Il numero due della Lega, Giancarlo Giorgetti, lo ha capito e da giorni suggerisce di trovare un modo per avvicinarsi al Ppe. Il plenipotenziario della Lega al Parlamento europeo, Marco Campomenosi, minaccia da tempo di uscire dal gruppo Identità e Democrazia in cui si trova la Lega a Bruxelles, non sentendosi a suo agio con le posizioni dell’AfD. Il governatore del Veneto, Luca Zaia, lo ha capito e da mesi invita il centrodestra a essere più concreto.
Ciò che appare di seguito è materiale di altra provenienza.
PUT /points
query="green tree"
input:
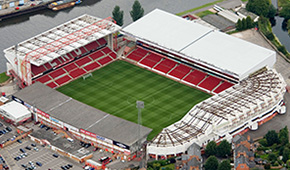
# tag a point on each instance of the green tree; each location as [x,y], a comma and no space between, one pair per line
[210,148]
[284,136]
[285,11]
[285,155]
[259,7]
[224,165]
[272,137]
[224,149]
[211,163]
[250,23]
[118,15]
[137,11]
[239,25]
[272,157]
[272,11]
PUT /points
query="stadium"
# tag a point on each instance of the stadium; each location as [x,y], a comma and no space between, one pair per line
[215,85]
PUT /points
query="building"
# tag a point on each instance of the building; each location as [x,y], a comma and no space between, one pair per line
[243,155]
[253,94]
[15,113]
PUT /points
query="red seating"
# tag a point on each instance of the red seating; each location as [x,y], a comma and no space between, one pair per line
[83,61]
[37,70]
[113,55]
[57,73]
[52,85]
[92,66]
[135,57]
[96,55]
[223,86]
[195,77]
[63,80]
[105,60]
[70,67]
[92,45]
[154,57]
[141,51]
[165,65]
[106,50]
[43,79]
[180,71]
[210,83]
[148,62]
[102,41]
[77,72]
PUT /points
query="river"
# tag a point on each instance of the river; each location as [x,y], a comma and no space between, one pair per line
[279,30]
[15,30]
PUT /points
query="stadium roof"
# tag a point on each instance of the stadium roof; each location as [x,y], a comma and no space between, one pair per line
[80,115]
[64,38]
[201,44]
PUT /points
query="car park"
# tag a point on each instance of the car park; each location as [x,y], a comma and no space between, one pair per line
[38,163]
[55,155]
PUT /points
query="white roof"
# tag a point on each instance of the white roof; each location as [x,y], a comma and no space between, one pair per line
[64,38]
[201,44]
[14,109]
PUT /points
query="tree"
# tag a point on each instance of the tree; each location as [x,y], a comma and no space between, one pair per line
[285,11]
[284,136]
[259,7]
[211,163]
[225,165]
[223,149]
[272,157]
[118,15]
[250,22]
[272,137]
[272,11]
[137,11]
[239,25]
[285,155]
[210,148]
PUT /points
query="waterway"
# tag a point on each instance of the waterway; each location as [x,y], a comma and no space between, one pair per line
[15,30]
[279,29]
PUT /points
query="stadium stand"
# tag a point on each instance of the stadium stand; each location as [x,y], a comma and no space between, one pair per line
[225,113]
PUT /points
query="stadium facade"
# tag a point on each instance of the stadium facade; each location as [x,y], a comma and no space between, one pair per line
[255,96]
[246,90]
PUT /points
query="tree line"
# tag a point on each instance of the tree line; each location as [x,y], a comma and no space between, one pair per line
[136,13]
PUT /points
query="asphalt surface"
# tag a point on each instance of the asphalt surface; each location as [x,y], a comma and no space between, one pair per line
[282,67]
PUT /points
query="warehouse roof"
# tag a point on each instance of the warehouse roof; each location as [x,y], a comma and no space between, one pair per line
[80,115]
[201,44]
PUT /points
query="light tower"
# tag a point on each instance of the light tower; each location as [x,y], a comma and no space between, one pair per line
[139,105]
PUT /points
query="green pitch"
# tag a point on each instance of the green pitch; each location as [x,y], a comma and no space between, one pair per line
[116,88]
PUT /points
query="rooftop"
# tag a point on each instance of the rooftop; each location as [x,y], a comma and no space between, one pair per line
[190,40]
[63,39]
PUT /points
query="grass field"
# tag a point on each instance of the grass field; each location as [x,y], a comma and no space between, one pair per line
[116,88]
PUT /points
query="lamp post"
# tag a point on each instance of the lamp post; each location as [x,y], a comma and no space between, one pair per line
[139,105]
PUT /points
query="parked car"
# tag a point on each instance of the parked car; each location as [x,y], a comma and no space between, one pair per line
[8,129]
[28,148]
[22,150]
[55,155]
[38,163]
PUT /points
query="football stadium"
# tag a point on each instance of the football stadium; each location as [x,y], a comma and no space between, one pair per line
[198,84]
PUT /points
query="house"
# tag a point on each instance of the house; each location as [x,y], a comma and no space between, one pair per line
[192,159]
[243,155]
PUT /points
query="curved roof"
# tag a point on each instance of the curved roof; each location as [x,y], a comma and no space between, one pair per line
[201,44]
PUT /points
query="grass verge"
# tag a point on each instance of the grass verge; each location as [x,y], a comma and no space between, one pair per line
[115,89]
[200,7]
[3,77]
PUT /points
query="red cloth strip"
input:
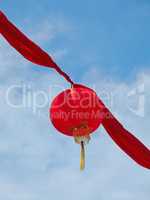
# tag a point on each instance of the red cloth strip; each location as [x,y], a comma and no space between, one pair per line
[125,140]
[26,47]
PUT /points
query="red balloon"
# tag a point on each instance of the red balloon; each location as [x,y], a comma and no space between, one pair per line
[76,111]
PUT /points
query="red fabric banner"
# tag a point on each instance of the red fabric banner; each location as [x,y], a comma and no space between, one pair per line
[124,139]
[26,47]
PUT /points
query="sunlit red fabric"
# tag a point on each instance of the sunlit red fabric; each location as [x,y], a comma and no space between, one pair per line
[76,107]
[26,47]
[124,139]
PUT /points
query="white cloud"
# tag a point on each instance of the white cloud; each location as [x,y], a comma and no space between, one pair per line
[38,163]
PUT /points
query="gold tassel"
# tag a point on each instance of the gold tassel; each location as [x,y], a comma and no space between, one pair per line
[82,156]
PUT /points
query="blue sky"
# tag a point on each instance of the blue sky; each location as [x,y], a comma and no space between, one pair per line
[103,44]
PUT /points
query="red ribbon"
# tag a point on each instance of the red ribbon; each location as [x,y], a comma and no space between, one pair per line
[125,140]
[26,47]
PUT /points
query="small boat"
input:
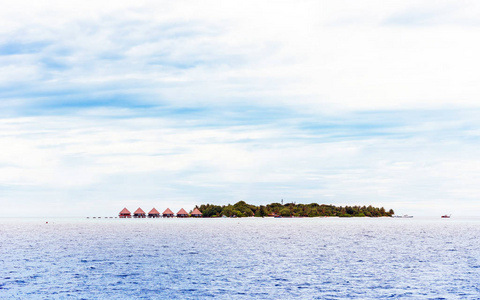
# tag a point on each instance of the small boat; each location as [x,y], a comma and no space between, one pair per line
[404,216]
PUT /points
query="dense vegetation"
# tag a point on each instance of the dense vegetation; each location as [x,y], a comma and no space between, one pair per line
[242,209]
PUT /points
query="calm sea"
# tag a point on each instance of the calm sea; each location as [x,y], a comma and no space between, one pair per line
[311,258]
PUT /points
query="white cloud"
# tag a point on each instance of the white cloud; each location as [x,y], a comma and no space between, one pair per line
[82,83]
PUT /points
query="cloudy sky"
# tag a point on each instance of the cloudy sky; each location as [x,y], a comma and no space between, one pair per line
[107,104]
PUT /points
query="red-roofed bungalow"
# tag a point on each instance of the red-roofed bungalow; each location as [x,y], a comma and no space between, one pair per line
[139,213]
[168,213]
[125,213]
[154,213]
[196,213]
[182,214]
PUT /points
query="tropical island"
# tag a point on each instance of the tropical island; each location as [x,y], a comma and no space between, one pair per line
[243,209]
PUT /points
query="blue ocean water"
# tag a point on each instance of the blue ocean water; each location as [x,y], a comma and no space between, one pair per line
[308,258]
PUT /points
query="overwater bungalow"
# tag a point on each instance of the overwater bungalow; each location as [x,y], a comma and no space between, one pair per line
[125,213]
[168,213]
[196,213]
[154,213]
[139,213]
[182,214]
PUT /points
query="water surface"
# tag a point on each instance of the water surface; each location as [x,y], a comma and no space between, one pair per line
[311,258]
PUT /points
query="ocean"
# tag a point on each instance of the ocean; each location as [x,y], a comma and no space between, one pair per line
[248,258]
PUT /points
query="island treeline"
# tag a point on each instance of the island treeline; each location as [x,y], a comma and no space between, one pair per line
[243,209]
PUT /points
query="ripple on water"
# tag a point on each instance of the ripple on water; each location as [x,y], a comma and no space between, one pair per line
[318,258]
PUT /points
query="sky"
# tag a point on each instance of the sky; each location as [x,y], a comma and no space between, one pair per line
[112,104]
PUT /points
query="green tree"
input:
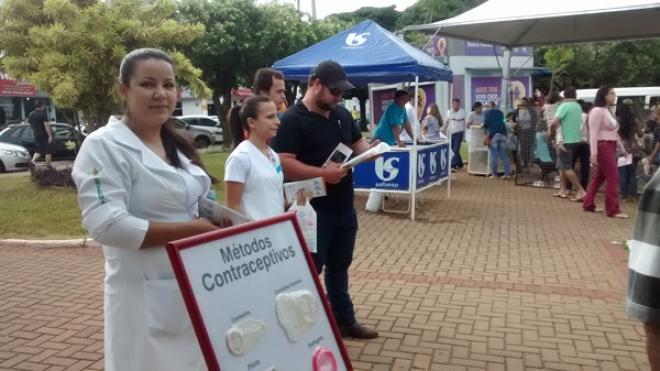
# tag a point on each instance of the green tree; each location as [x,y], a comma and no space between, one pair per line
[626,63]
[241,37]
[71,49]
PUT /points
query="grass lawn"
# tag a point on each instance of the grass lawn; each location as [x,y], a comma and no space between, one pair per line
[30,212]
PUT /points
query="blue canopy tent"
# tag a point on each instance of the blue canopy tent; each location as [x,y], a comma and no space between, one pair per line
[369,54]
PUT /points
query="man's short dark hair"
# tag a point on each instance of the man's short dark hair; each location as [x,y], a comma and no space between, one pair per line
[263,79]
[569,93]
[400,93]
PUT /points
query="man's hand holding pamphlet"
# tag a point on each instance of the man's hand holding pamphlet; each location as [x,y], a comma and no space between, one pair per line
[367,155]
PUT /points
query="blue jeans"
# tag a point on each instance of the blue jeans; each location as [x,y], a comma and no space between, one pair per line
[499,147]
[628,180]
[336,232]
[456,141]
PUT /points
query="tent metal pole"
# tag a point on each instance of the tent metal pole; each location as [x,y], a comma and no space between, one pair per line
[413,154]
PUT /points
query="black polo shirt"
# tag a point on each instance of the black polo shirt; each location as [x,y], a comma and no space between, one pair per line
[312,138]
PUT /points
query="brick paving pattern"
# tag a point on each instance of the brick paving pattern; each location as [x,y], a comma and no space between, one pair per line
[497,278]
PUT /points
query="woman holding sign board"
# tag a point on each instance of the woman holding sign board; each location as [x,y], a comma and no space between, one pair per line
[139,183]
[253,173]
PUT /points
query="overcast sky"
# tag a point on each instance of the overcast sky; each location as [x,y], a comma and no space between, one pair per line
[327,7]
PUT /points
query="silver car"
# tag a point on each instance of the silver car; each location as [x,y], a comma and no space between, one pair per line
[205,122]
[13,157]
[201,136]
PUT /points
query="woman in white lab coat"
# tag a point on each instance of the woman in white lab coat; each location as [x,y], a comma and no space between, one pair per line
[138,185]
[253,172]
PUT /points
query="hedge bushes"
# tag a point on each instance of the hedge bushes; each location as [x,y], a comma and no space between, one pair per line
[46,175]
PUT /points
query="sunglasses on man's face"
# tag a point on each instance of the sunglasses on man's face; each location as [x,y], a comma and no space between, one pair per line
[335,92]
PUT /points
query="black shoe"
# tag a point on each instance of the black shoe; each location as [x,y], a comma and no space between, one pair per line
[358,331]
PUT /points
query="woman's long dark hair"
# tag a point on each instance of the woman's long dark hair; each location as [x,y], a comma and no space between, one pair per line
[601,94]
[239,114]
[172,141]
[626,122]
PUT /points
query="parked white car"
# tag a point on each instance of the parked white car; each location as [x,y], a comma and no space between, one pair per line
[206,122]
[202,137]
[13,157]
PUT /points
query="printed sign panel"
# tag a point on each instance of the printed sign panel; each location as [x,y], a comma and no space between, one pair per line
[255,301]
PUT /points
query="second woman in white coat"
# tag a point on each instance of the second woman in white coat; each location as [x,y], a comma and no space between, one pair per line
[253,173]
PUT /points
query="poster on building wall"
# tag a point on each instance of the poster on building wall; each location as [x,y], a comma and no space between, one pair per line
[473,48]
[486,89]
[14,88]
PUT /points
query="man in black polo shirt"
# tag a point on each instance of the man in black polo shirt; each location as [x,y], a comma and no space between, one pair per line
[43,135]
[309,132]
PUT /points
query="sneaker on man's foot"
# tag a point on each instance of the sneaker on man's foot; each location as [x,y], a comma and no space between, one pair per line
[358,331]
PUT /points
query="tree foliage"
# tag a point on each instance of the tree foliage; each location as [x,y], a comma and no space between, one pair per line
[627,63]
[242,36]
[71,49]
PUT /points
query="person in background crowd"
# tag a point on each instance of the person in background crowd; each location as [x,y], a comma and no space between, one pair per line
[513,130]
[431,124]
[604,140]
[139,183]
[456,127]
[496,132]
[43,133]
[628,132]
[393,120]
[525,116]
[582,152]
[474,118]
[542,156]
[644,270]
[412,118]
[569,119]
[309,133]
[270,83]
[253,173]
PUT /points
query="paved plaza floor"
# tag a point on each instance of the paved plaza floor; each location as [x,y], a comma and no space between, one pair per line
[497,278]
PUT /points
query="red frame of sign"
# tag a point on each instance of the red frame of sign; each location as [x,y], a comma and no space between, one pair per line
[173,249]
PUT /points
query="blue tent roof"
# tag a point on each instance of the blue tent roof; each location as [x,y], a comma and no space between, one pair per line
[368,53]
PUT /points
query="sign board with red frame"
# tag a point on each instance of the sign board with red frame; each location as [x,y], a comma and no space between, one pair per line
[255,300]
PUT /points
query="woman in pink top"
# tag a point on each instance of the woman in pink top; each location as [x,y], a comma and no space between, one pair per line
[604,140]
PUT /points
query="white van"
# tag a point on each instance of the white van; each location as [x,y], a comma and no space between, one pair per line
[643,97]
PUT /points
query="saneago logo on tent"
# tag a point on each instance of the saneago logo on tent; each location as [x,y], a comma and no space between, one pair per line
[386,169]
[434,163]
[355,39]
[421,166]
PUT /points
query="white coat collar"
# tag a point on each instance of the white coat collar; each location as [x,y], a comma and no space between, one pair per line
[124,136]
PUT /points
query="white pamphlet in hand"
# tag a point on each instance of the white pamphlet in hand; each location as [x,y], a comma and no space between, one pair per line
[340,154]
[314,187]
[214,212]
[366,155]
[307,219]
[624,160]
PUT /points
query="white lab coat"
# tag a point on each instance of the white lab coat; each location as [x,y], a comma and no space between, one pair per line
[121,186]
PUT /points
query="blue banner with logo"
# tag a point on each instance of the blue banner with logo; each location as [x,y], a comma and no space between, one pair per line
[432,164]
[391,171]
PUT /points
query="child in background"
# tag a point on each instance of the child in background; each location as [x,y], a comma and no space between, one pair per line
[513,130]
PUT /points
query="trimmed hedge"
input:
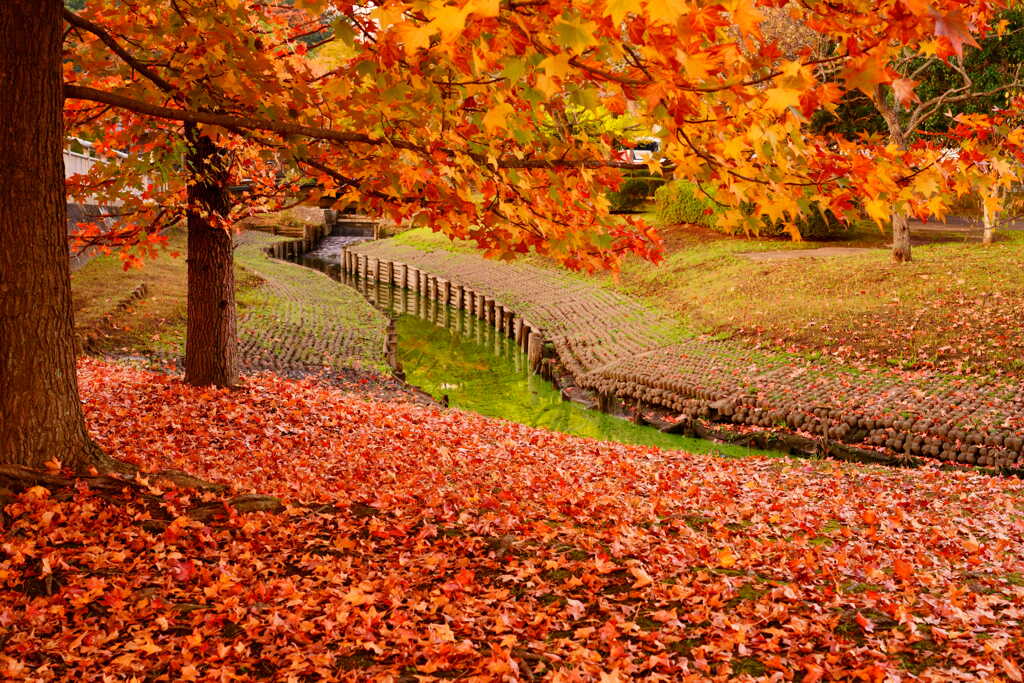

Il governatore del Friuli Venezia Giulia, Massimiliano Fedriga, anche lui leghista, lo ha capito e ieri, dialogando con il Foglio, ha suggerito all’opposizione di provare a fare quello che finora non ha fatto, ovverosia “fare squadra”, anche con Conte, ed evitare che il governo “si metta in testa di giocare da solo”.

 

A modo suo, lo ha capito anche Giorgia Meloni, leader di Fratelli d’Italia, che assumendo la guida del gruppo parlamentare europeo di cui fa parte il suo partito, Ecr, ha ricordato che il centrodestra del futuro non potrà essere né anti europeista né filo putiniano. L’Italia, in questo ha ragione Salvini, ha certamente bisogno di una rivoluzione liberale. Ma il centrodestra, giorno dopo giorno, sembra mostrare una consapevolezza nuova: non si può promettere di cambiare l’Italia senza cambiare prima il centrodestra salviniano.